Distant Domain Transfer Learning

The Hong Kong University of Science and Technology
Department of Computer Science and Engineering


PhD Thesis Defence

Title: "Distant Domain Transfer Learning"

By

Mr. Ben TAN


Abstract

Transfer learning adapts and reuses knowledge from source domains for a target 
domain. It has attained much popularity in data mining and machine learning, as 
well as many other areas. A major assumption in many transfer learning 
algorithms is that the source and target domains should be closely related. 
This relation can be in the form of related instances, features or models, and 
measured by the KL-divergence or A-distance. However, if two domains are not 
directly related, performing knowledge transfer between these domains will not 
be effective. This source-target domain gap is a serious impediment to the 
successful application of transfer learning.

In this thesis, we study a novel learning problem: Distant Domain Transfer 
Learning (abbreviated to DDTL). In DDTL, we aim to break the large domain gaps 
and transfer knowledge even if the source and target domains share few factors 
directly. For example, the source domain contains plenty of labeled text 
documents but the target domain is composed of image data, they have completely 
different feature spaces; or the source domain classifies face images but the 
target domain distinguishes plane images, they do not share any common 
characteristic in shape or other aspects, they are conceptually distant. The 
DDTL problem is critical and important as solving it can largely expand the 
application scope of transfer learning and help reuse as much previous 
knowledge as possible. Nonetheless, this is a difficult problem as the 
distribution gap between the source domain and the target domain is large.
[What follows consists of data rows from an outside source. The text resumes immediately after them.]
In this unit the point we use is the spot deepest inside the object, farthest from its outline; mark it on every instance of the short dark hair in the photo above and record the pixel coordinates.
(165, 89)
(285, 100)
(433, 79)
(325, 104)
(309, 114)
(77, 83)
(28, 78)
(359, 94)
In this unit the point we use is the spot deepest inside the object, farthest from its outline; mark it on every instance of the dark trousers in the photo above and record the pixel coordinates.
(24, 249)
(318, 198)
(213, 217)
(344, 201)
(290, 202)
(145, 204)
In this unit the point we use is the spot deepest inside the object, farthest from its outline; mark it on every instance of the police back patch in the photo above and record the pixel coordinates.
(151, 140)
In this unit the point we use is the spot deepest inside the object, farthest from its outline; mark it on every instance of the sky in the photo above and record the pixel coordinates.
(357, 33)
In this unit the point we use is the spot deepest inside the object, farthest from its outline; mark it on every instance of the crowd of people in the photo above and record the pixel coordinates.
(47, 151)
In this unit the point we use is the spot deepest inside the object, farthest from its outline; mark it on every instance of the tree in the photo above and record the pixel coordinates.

Inspired by human transitive inference and learning ability, whereby two 
seemingly unrelated concepts can be connected by a string of intermediate 
bridges using auxiliary concepts, in this thesis we propose a novel learning 
framework: transitive transfer learning (abbreviated to TTL). The main idea of 
TTL is to transfer knowledge between distant domains by using some auxiliary 
intermediate data as a bridge. The distant domains can have heterogeneous 
feature spaces or homogeneous feature spaces but distant characteristics, and 
they can be connected by one or multiple intermediate domains. In this thesis, 
we also propose several learning algorithms under the TTL framework, including 
the instance-based, feature-based and model-based algorithms, to tackle the 
DDTL problem with different problem settings, and verify the proposed 
algorithms on some real world data sets.


Date:			Monday, 27 February 2017

Time:			11:00am - 1:00pm

Venue:			Room 4475
 			Lifts 25/26

Chairman:		Prof. Yaping Gong (MGMT)

Committee Members:	Prof. Qiang Yang (Supervisor)
 			Prof. Yangqiu Song
 			Prof. Nevin Zhang
 			Prof. Pascale Fung (ECE)
 			Prof. Wai Lam (Sys Engg & Engg Mgmt, CUHK)


**** ALL are Welcome ****